The Dying Swan: Dancer to the Last by DB Foy
Oh, I love how you used Pavlova’s story. I loved the concept and the execution. The known facts are woven into a wrenching little tale, giving new gut-wrenching meaning to the title (the role she made famous). The tweak with Victor is perfect. I caught that “self-ascribed” husband of his biography and you explore it masterfully. The way he forces the idea of dying for her art is so manipulative (and you can just see him scripting it for the biography he wants to write on her after she dies). Just some splendid lines in here: “eyes monitored him” “words crushed hers” “free her hand from the cage his fingers formed”—agonizing! An excellent piece of alternative (perhaps) history.
The Dying Swan: Dancer to the Last
“…sweet, sticky tonic and there’s no certainty it’ll cure pneumonia–”

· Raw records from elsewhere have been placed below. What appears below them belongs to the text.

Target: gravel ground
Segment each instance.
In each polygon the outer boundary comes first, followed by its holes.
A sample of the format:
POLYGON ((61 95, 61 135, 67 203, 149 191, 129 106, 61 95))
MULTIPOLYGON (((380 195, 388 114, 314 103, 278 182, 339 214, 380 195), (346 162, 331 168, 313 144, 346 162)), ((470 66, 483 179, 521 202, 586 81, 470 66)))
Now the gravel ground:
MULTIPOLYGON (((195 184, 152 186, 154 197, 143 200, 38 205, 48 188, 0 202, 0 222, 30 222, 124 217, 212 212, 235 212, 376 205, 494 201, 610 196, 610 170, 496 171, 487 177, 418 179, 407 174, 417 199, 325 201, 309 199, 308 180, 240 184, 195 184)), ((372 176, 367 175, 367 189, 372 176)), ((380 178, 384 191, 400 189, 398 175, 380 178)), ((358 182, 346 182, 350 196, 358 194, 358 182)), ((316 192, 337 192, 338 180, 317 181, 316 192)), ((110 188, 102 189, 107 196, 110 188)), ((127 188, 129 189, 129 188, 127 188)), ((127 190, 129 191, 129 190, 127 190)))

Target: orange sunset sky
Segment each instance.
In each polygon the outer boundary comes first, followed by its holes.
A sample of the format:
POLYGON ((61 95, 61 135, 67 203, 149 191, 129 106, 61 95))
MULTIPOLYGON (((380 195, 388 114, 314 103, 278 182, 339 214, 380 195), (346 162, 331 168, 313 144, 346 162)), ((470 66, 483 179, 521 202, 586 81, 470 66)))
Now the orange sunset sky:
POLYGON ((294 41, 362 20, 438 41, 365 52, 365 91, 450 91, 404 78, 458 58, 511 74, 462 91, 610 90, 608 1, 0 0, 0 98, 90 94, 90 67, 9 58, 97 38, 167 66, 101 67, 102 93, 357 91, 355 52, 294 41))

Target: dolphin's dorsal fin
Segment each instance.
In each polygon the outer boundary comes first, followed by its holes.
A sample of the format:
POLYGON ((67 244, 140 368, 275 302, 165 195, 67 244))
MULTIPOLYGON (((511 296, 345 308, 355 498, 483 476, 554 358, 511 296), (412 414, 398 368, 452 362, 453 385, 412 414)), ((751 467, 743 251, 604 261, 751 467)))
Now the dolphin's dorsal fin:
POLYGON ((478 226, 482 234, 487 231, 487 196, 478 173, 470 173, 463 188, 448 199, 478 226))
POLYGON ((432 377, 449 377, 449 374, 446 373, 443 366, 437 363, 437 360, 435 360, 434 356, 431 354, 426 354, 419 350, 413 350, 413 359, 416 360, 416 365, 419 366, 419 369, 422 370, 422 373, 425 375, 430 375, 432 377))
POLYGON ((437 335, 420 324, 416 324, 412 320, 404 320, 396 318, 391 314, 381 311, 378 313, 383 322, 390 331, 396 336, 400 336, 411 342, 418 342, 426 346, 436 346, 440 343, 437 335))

“Victor?” Anna lost in covers.
Her self-ascribed husband moved bedside, “Dearest?”
“Are they taking me to hospital?”
Victor’s eyes monitored him. The physician answered cautiously, “We can operate but…you wouldn’t dance again.”
“I could live–?”
“Love,” Victor’s words crushed hers. “You’re not thinking clearly. If you couldn’t dance, wouldn’t you rather slip away?”
She tried freeing her hand from the cage his fingers formed.
“You don’t want to be remembered that way. Not when the world could know you as ‘The Dying Swan–dancer to the last.’”
Fear turned her skin hard and white as a tooth.